Overall, Brous said his electricity load dropped by 15 percent, and he compiled his own Excel spreadsheet to determine the percentage of power flowing to his water heater, heat pump and dryer to pinpoint how he might save even more. He also received quarterly checks from the program reflecting his savings, including a recent one for $37. During several camping trips, Brous could tell his house to “go to sleep or wake up,” simply by logging onto an Internet site and remotely turning his heat and hot water heater on or off.
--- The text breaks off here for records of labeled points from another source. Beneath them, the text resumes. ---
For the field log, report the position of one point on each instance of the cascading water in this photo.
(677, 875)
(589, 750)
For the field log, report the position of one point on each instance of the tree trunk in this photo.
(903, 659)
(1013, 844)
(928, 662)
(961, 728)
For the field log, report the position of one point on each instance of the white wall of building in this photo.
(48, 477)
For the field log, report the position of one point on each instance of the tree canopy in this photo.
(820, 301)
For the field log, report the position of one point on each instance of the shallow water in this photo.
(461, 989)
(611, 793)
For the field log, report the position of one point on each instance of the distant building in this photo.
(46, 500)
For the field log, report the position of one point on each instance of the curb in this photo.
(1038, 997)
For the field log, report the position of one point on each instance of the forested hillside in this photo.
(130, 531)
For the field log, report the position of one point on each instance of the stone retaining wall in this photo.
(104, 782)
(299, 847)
Richard Katzev, an expert on social and environmental behavior and president of Portland, Ore.,-based Public Policy Research, said merely providing more information to consumers would be ineffective without also giving them incentives to act. Homeowners will readily accept money-saving devices that require fairly easy lifestyle adjustments, he said, like delaying a dishwasher or dryer run to obtain cheaper rates.

“The evidence is clear that those devices do promote electricity conservation on the aggregate,” he said. And adding a social element to the decision-making can lead to even bigger behavioral changes.

How might Brous’ friends and neighbors greet a similar project? “I think they would welcome it with open arms,” Brous said. “I don’t think there would be any question about it. If you give people the tools, they’re going to put them to use to save electricity.” And perhaps the power grid in the process.